Rekaman tersebut mendokumentasikan operasi 7 Juli di area pertanian Beit Hanoun utara, dekat Perlintasan Erez.
Al-Qassam menyatakan penyergapan tersebut merupakan bagian dari rangkaian operasi “Batu Daud”, yang diluncurkan sebagai respons terhadap kampanye militer “Kereta Gideon” Israel.
Video tersebut menunjukkan pasukan Israel bergerak maju menuju jebakan yang telah dipasang sebelum alat peledak pertama meledak, menyebarkan puing-puing dan memicu teriakan tentara.

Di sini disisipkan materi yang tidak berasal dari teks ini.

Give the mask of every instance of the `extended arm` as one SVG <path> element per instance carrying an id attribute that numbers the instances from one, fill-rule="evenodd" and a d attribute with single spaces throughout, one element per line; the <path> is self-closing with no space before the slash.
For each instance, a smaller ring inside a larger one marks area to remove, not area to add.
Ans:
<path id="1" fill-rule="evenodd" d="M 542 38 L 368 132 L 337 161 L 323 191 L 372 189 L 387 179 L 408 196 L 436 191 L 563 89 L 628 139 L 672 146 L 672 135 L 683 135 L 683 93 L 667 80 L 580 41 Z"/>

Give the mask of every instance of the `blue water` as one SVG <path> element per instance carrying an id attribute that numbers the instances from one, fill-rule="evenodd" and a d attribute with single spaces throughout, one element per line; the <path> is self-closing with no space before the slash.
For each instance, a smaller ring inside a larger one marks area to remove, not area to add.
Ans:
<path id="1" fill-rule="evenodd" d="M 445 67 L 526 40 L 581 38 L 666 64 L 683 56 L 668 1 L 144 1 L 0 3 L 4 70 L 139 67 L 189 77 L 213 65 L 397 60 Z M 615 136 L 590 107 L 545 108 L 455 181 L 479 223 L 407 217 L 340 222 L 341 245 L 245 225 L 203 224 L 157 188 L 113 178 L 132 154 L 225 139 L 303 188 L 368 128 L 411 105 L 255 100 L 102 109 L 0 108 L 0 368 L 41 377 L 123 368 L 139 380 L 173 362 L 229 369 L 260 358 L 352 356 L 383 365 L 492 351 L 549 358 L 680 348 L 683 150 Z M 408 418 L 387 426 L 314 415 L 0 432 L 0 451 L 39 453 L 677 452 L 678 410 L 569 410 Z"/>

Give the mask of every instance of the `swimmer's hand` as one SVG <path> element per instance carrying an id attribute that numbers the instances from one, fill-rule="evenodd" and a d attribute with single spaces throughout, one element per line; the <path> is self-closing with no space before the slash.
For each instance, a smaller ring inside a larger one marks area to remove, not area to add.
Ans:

Alat peledak kedua yang lebih besar kemudian diledakkan untuk menargetkan pasukan penyelamat yang berusaha menolong korban pertama.
Menurut sumber senior Al-Qassam, dua alat peledak ditempatkan 12 jam sebelum penyergapan di sepanjang rute yang diperkirakan akan dilalui pasukan Israel.
Penyergapan tersebut dirancang khusus dengan dua alat anti-personel untuk menargetkan tim pengintai dan pasukan penyelamat.
Penyergapan Beit Hanoun dianggap sebagai salah satu operasi perlawanan yang paling presisi dan kompleks sejak perang dimulai pada Oktober 2023.